UGC Notifies New Rule to Let Colleges Apply for Autonomy, Limits University’s Role
The University Grants Commission (UGC) has released new regulations, the UGC (Conferment of Autonomous Status upon Colleges and Measures for Maintenance of Standards in Autonomous Colleges) Regulations, 2023, which allow affiliated and constituent colleges to seek academic and administrative autonomy directly from the commission without having to go through their universities. The new regulations will allow autonomous colleges to create their own curriculum, admission policies, streamline programs, and even introduce new courses. The UGC has stated that the regulations provide a simple and transparent mechanism for colleges seeking autonomous status.
According to the notice, any affiliated or constituent college of any discipline, whether government, aided, unaided, partially aided, or self-financed, can apply for autonomous status provided it has been in existence for at least 10 years and falls under Section 2(f) of the UGC Act. Additionally, colleges must have been accredited either by the National Assessment and Accreditation Council (NAAC), NBA for at least three courses, or by a UGC-empanelled authorization agency. If the number of eligible courses is less than three, then each eligible course must be accredited as per National Board of Accreditation (NBA) norms.

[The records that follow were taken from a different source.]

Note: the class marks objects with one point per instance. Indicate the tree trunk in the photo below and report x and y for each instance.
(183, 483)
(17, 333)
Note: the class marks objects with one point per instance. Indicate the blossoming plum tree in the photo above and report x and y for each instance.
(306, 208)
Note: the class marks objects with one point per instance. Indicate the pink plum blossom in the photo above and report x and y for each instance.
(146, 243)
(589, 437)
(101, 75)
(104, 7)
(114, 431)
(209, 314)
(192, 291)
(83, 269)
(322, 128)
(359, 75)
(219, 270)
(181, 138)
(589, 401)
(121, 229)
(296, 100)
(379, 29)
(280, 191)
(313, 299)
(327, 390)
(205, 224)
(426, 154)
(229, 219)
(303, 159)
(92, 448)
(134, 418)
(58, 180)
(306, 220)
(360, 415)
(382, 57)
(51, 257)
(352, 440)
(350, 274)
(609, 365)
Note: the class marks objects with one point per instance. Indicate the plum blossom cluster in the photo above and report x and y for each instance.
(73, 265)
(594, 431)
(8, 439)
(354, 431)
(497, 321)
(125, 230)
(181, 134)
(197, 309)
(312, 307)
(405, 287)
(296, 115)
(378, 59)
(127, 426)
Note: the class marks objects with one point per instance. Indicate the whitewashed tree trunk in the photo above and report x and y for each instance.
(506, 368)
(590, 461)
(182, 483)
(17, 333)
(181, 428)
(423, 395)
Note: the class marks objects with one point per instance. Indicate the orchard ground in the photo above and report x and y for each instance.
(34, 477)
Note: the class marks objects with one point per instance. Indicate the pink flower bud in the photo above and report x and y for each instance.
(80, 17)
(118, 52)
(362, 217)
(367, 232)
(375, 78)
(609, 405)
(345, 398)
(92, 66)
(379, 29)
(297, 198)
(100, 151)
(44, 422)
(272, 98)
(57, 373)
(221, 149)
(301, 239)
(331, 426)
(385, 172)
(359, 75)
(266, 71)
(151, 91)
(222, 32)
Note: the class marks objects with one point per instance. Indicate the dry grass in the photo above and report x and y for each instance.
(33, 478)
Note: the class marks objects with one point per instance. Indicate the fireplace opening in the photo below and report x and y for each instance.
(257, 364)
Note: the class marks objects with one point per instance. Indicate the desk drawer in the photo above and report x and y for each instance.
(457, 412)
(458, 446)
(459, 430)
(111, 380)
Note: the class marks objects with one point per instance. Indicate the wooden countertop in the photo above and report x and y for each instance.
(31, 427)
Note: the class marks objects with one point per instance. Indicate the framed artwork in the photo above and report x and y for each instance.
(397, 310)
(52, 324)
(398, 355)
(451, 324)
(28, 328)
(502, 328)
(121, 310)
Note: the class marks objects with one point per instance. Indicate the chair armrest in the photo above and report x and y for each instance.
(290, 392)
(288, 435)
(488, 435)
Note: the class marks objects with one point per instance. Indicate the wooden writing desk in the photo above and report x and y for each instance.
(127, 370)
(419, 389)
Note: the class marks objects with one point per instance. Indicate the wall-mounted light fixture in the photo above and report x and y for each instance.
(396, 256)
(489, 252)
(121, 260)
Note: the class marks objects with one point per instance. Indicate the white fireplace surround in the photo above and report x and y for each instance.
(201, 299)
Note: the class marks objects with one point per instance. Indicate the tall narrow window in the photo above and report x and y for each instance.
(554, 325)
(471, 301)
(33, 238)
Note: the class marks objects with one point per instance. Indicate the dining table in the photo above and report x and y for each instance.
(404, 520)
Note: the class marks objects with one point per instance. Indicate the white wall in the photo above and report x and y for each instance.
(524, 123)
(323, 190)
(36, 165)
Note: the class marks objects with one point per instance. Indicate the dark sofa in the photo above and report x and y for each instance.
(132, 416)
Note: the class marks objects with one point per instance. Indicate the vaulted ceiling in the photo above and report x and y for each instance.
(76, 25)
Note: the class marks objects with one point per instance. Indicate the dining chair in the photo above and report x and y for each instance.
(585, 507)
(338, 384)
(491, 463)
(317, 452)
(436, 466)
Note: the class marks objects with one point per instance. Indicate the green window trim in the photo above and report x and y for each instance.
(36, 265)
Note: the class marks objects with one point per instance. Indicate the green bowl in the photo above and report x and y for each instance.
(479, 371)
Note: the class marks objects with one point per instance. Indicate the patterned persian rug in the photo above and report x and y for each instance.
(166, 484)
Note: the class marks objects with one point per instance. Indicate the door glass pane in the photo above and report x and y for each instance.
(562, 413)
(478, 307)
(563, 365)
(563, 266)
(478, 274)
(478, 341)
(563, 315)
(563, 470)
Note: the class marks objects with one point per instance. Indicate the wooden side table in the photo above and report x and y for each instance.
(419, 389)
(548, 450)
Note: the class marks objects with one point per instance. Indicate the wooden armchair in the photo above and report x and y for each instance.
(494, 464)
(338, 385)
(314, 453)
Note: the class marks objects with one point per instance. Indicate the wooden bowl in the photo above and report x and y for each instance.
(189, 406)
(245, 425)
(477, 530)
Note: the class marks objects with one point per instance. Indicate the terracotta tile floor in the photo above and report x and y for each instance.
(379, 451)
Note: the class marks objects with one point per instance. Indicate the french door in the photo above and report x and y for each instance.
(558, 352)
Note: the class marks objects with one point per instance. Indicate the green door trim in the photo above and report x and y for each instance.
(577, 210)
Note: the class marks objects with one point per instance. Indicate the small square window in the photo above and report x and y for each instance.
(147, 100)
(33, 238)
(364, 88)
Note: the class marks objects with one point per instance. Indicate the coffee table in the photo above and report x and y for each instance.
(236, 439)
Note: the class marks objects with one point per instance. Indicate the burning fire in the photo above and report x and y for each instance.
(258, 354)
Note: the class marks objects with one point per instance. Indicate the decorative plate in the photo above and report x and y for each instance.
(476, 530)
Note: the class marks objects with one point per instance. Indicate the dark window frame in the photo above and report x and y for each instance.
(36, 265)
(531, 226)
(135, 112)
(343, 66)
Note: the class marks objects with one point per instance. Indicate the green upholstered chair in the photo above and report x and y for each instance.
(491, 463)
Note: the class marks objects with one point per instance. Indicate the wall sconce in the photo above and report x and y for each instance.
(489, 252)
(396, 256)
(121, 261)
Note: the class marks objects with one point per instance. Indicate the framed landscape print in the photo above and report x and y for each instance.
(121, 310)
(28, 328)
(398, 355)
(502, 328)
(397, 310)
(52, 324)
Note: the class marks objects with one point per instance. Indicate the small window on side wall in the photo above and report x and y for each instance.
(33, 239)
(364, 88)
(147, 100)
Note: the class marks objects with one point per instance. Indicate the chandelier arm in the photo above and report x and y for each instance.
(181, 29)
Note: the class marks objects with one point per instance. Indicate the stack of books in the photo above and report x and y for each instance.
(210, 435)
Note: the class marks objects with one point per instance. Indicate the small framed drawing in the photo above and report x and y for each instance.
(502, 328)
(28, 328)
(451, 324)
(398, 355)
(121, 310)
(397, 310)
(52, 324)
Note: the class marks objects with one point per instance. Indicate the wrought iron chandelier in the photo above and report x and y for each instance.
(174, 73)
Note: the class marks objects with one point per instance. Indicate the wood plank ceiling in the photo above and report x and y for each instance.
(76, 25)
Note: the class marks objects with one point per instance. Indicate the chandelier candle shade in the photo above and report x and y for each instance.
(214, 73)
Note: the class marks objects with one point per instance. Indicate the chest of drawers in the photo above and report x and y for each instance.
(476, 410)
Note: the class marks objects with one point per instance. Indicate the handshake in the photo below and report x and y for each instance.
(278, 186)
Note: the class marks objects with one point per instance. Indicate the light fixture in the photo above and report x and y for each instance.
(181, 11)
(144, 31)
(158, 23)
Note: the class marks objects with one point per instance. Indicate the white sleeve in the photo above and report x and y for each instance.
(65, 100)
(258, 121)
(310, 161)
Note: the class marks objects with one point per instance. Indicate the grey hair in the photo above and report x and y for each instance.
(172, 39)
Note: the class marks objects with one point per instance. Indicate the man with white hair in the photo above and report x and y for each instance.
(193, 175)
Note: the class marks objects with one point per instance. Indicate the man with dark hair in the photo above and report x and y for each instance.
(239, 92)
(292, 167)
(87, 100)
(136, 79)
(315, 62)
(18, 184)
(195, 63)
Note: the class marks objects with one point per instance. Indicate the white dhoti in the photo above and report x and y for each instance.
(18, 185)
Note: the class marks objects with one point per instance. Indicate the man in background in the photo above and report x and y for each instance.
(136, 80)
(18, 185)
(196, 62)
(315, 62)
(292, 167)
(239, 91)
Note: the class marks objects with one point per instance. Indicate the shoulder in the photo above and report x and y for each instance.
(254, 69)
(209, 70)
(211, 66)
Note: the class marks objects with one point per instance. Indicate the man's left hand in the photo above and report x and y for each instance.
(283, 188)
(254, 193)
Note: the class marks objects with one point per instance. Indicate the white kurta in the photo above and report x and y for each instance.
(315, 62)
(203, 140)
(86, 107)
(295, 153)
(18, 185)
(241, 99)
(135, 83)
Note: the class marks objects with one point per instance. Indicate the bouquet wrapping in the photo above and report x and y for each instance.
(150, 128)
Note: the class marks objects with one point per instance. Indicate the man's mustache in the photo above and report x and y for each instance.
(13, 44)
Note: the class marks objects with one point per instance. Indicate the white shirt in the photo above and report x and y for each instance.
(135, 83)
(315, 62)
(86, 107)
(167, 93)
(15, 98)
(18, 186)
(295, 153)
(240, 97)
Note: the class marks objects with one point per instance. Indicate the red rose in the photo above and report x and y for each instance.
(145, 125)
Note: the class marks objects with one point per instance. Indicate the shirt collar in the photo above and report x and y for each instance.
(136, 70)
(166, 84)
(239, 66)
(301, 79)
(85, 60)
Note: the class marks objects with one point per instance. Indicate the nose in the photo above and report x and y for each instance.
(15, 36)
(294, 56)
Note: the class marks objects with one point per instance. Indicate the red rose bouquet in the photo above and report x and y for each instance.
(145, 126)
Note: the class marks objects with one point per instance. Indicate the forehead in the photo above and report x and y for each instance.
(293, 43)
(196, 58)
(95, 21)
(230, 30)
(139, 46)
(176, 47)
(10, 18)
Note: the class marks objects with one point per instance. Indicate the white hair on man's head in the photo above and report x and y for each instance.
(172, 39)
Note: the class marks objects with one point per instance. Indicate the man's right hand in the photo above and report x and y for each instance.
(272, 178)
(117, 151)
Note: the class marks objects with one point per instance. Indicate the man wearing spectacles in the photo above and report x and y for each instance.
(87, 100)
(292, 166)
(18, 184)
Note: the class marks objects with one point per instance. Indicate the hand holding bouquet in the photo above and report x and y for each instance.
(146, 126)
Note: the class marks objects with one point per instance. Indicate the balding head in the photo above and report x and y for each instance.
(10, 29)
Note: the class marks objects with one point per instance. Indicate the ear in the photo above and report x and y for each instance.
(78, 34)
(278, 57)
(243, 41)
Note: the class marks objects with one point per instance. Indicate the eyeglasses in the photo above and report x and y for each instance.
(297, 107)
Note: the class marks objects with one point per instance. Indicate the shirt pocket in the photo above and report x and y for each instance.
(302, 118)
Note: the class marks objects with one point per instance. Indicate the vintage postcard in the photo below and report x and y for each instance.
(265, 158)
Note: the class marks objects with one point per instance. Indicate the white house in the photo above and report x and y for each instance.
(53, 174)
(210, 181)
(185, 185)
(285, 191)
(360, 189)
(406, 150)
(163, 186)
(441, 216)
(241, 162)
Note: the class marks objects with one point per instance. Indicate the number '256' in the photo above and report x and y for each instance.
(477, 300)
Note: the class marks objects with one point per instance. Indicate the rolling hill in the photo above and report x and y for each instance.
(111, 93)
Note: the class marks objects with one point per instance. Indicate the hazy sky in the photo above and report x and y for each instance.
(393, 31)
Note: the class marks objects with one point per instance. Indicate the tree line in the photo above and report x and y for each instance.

Furthermore, constituent colleges must also undergo independent accreditation.
The regulations state that autonomous status will initially be granted for a period of five or ten years and can be extended for another five or ten years. Colleges with autonomous status will be able to design their own syllabi and admission rules and offer certificate or diploma programs without the prior approval of the parent university. They will also be able to offer degree programs at both undergraduate (UG) and postgraduate (PG) levels, as well as PhD courses with the agreement of the academic council. The parent university’s role will be limited to examining the online applications for autonomous status on the Commission's portal within a 30-day period. If the university does not provide any comments or objections within that time, it will be presumed that they have no objection.